La guerra religiosa che sembra opporre il Califfato alle altri religioni non è la realtà. La verità è che l’umma, la comunità dei credenti islamici, è in guerra con se stessa. L’esecuzione di Al-Nimr, il religioso saudita di fede musulmano sciita, insieme a altre 47 persone accusate di terrorismo ha scatenato una reazione dell’Iran, il più grande paese sciita, molto accesa e vigorosa. Il Fitna (scisma) tra sciiti e sunniti è in corso più vivo che mai.

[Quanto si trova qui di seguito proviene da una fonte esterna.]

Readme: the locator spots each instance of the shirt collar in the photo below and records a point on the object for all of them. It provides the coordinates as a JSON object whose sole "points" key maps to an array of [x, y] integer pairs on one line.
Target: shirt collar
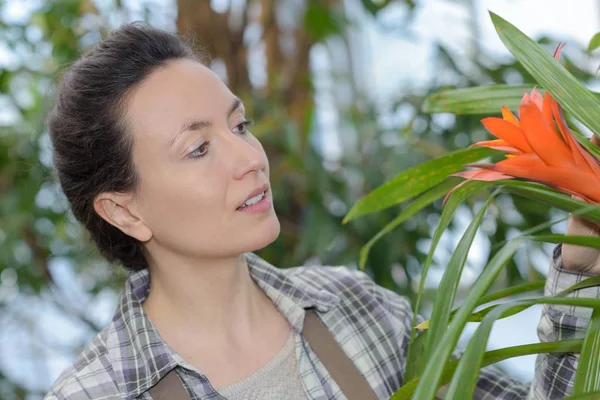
{"points": [[142, 358]]}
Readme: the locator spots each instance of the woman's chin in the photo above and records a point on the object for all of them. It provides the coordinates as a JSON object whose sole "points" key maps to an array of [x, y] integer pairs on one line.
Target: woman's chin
{"points": [[267, 233]]}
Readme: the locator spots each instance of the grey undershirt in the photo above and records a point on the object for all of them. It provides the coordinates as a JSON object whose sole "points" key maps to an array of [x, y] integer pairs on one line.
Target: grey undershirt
{"points": [[277, 380]]}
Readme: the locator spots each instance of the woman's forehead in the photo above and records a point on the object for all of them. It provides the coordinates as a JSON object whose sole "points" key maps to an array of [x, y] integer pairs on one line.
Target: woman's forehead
{"points": [[177, 92]]}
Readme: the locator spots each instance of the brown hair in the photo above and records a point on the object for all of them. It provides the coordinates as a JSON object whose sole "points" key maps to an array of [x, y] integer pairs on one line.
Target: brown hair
{"points": [[92, 147]]}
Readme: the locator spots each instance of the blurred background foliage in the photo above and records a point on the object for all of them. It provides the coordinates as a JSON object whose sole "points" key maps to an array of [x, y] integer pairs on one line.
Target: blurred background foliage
{"points": [[263, 50]]}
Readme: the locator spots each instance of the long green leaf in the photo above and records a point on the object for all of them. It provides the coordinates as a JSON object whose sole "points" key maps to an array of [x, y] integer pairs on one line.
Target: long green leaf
{"points": [[423, 201], [492, 357], [446, 292], [465, 378], [587, 376], [563, 86], [511, 291], [594, 43], [433, 370], [551, 197], [416, 180], [587, 396], [476, 100], [479, 315], [455, 199]]}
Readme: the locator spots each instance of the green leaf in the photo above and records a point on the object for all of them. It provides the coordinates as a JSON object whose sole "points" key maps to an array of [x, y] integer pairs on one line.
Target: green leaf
{"points": [[476, 100], [587, 376], [433, 370], [587, 396], [492, 357], [465, 377], [594, 43], [455, 199], [423, 201], [446, 292], [552, 76], [551, 197], [511, 291], [415, 362], [416, 180], [479, 315]]}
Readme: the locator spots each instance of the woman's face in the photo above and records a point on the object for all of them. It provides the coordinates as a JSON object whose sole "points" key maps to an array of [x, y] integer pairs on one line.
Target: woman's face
{"points": [[197, 165]]}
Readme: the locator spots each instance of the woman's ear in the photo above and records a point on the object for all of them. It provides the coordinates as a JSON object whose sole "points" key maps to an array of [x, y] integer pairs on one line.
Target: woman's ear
{"points": [[118, 209]]}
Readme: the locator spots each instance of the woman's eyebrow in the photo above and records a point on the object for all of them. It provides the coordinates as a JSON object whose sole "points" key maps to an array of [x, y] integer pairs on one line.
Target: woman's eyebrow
{"points": [[234, 106], [192, 125], [196, 124]]}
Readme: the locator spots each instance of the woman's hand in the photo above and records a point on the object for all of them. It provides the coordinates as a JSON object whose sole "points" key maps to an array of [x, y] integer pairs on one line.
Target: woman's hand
{"points": [[579, 258]]}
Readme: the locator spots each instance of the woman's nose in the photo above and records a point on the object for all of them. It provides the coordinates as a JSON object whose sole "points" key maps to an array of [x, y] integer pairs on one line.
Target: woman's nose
{"points": [[245, 158]]}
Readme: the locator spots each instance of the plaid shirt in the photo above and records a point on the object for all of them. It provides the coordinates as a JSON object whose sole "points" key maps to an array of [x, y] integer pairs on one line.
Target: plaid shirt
{"points": [[371, 324]]}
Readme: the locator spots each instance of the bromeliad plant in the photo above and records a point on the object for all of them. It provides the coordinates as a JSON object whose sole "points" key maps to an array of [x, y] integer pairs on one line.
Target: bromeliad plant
{"points": [[546, 161]]}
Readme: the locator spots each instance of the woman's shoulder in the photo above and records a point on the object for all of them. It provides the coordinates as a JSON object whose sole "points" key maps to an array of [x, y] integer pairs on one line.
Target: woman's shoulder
{"points": [[348, 284], [90, 376]]}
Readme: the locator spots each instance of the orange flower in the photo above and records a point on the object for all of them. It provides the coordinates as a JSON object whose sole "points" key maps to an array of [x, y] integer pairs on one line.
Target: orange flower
{"points": [[538, 151]]}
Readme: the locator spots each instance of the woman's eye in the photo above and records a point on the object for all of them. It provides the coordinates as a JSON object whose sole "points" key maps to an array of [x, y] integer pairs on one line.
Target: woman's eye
{"points": [[242, 128], [200, 151]]}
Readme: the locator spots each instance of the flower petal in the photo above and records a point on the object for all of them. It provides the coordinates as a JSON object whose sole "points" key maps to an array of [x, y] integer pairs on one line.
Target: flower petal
{"points": [[507, 131], [544, 141], [498, 144], [572, 180], [509, 116], [581, 156]]}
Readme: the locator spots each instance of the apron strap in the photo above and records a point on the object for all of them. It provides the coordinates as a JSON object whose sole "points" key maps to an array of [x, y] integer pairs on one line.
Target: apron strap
{"points": [[340, 367]]}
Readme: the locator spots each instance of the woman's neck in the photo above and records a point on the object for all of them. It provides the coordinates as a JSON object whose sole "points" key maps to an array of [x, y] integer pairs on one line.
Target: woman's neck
{"points": [[217, 301]]}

La seconda guerra è quella condotta dai curdi per divenire padroni del suo destino, in particolare contro lo Stato turco. Un conflitto che prende le radici dal Trattato di Losanna del 1923 che distribuiva le macerie dell’Impero Ottomano dividendo il “Kurdistan” tra quattro paesi, Turchia, Siria, Iraq e Iran.

Ferite-ripetitive

La terza guerra oppone gli uni agli altri i diversi gruppi di islamisti a partire dalla prima guerra del Golfo (1990 – 1991) e ancor più dalle rivolte arabe. La rivalità più nota è quella tra i Fratelli Musulmani, sostenuti dal Qatar, e i Salafiti sostenuti dall’Arabia Saudita, in Egitto, in Libia e in Tunisia. Più di recente la concorrenza tra Al Qaeda e affiliati da una parte e i seguaci di Abu Bakr Al – Baghdadi, capo di Daesh, dall’altra è l’altro tetro di scontro.

Infine, una delle guerre più sanguinose, che ha fatto oltre 250 mila morti e milioni di rifugiati, è quella tra il presidente siriano Bashar al Assad e i gruppi armati suoi oppositori.

Ne manca una! Non poteva mancare l’intervento degli Occidentali che ha segnato la storia di questi popoli dagli accordi di Sykes – Picot del 1916 che videro la divisione coloniale tra Francia e Regno Unito della regione.

Da allora ne sono passate di guerre, dove gli Occidentali hanno messo lo zampino tra cui il conflitto tra Iraq – Iran negli anni Ottanta, la già citata prima guerra del Golfo (1990 – 1991) e l’invasione dell’Iraq nel 2003. Basta citare un dato a suggellare la presenza nei conflitti mediorientali. Barack Obama è il quarto presidente a spedire bombardieri in Iraq decretando 25 anni di aggressioni militari.

Ma perchè gli Occidentali intervengono oggi contro Daesh? Per difendere i principi umanisti? Dubito. Dal momento che tre dei paesi dell’alleanza continuano la pratica della decapitazione, lapidazione e tagliano ancora le mani ai ladi: il Qatar, gli Emirati Arabi Uniti e sopratutto di gran lunga L’Arabia Saudita. L’intervento nel conflitto è per sancire una sorta di responsability to protect dei civili dai massacri? L’opinione araba fa fatica a crederlo visto che, due mesi dopo i 1.900 morti dei bombardamenti israeliani su Gaza rispetto ai quai le condanne dei governi occidentali sono state “stranamente” fiacche è bastata la decapitazione di tre occidentali per decidere di bombardare il nord dell’Iraq.

Daesh, in primo luogo appare come il paladino dei sunniti oppressi in Siria e in Iraq. Il 90% delle sue vittime è musulmano. In Afghanistan, Iraq, Siria e Pakistan, i morti negli attentati sono prima di tutto sciiti, poi “cattivi musulmani” (esempio i sufi), in seguito rappresentanti dei regimi arabi e solo all’ultimo posto membri di minoranze religiose o persone occidentali. (Le Monde Diplomatique – dicembre 2015).

Forse per il terrorismo? La strategia occidentale basata sui bombardamenti e sulla formazione di combattenti locali è fallita in Siria e in Iraq come in Afghanistan. Europei e statunitensi perseguono obiettivi che ignorano i meccanismi delle crisi interne al mondo arabo – musulmano. Più crescerà l’impegno militare, più aumenterà il rischio di terrorismo, prima della prevedibile resa dei conti tra Daesh e Arabia Saudita che sancirà lo scontro finale. Ma è davvero la nostra guerra?